Кулица облегченно вздохнула. Матери прошли в садок и уселись там на скамейке. Над ними отцветала вишня, и белые лепестки снежинками садились на их седые головы и не таяли. Дедусь посмотрел им вслед, понял, что женщины обойдутся без него, — видно, есть у них свое важное дело. Склонился на посох и дремотно смежил мокрые, глубоко спрятанные глаза.

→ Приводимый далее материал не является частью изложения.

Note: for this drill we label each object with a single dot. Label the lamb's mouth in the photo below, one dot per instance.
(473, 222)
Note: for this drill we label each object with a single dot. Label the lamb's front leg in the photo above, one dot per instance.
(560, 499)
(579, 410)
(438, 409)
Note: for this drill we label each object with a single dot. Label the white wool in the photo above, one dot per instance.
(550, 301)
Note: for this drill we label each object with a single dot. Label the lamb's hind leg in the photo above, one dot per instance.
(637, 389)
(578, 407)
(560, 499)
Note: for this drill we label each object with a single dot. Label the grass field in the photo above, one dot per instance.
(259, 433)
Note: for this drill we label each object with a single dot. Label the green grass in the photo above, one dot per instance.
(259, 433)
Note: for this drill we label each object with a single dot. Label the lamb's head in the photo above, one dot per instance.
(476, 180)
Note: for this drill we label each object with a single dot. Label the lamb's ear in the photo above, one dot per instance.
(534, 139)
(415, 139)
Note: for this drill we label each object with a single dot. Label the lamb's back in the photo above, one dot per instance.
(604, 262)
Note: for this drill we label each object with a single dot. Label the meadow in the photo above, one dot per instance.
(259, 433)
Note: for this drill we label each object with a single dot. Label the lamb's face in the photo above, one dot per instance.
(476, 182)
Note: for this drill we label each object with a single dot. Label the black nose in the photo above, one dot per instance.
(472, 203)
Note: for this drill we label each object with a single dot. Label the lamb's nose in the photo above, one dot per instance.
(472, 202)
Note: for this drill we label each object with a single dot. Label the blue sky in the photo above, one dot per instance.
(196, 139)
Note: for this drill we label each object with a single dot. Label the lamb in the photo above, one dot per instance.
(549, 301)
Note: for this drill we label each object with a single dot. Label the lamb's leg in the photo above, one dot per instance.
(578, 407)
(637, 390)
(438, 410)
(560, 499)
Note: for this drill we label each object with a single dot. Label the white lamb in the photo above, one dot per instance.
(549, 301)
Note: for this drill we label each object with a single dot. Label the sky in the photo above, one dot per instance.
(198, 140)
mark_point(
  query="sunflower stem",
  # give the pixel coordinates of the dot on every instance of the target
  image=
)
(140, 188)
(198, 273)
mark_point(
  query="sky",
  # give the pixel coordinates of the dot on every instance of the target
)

Старик не ошибся. Было, было у них свое дело, и не то чтобы важное, а необычное, даже интимное. И как, с какой стороны к нему подступиться, с чего начать разговор о том, что теплилось в душе и вертелось на уме, ни Кулица, ни Евдокия не знали. Евдокия Ильинична рассматривала на своей ладони лепесточек, и так внимательно, будто ради этого пришла сюда и села под вишней. «Какая приятная у Хусина мать, — думала она. — И по-нашему говорит хоть и не чисто, не так, как Хусин, но без запинки, и вежливая и приветливая, видно, что женщина простая…» Кулица тоже молчала, тоже думала, разумеется, не по-русски: «Так вот какая мать у Елизаветы! Хусин о ней рассказывал, хвалил, а теперь и я ее повидала. Как же хорошо, что она пришла. Видно, тревожится, побаливает серденько. Хоть и молчит, на цветочек глядит, а я-то по глазам ее вижу, что вот-вот поведет речь о Хусине…»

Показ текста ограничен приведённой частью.